No sé qué es el arte. Tampoco me interesa una definición a estas alturas del partido. Me interesa, eso sí, nuestra relación con el arte, con lo que consideramos valioso, con los artistas que amamos. Sobre todo cuando somos unas máquinas para justificar las acciones detrás de aquellos que amamos porque no podemos concebir un mundo en el que lo adorado sea también vehículo de crueldad.

O, mejor aún, hacemos el ejercicio de asumir que cualquier crítica a un artista, alrededor de la confección de una obra—como si la estética estuviera peleada con la ética— es un ataque a la libertad creadora o un pedido de censura. Como si ser un consumidor activo, reflexivo y crítico significara limitar la creación.

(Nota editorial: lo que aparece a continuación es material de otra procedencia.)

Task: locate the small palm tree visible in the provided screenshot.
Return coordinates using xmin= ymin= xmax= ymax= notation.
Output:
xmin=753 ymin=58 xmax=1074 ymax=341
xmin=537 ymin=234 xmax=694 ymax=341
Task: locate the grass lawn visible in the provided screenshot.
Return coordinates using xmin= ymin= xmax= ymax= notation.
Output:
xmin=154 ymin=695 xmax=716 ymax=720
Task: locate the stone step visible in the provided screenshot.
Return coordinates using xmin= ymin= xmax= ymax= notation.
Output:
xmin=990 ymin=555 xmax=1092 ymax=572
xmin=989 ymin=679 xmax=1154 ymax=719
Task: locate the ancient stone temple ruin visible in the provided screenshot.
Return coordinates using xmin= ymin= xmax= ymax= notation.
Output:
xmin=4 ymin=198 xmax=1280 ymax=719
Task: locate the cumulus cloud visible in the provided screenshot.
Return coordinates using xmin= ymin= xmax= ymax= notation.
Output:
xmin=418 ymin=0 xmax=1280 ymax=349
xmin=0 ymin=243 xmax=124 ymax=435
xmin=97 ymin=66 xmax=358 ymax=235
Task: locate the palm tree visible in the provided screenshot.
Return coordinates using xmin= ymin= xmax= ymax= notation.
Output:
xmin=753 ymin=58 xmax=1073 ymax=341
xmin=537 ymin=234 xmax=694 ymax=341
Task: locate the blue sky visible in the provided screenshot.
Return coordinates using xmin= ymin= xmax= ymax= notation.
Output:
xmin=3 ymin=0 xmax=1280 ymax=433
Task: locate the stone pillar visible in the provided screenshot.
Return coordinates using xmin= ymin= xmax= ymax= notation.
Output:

Como si la crítica, como acción individual, atentara contra la creación artística. Como si hacerlo fuese una acción clara de censura. Es complicado, desde luego. Mejor es evitar el pensamiento, la discusión u otra lectura en función de nuevas sensibilidades. Por eso lo ignoramos, lo reducimos, no le damos importancia.

Parece difícil asumir que detrás de una obra de arte que consideramos imprescindible se esconda un desgraciado o desgraciada, como si los hijosdeputa no hicieran arte.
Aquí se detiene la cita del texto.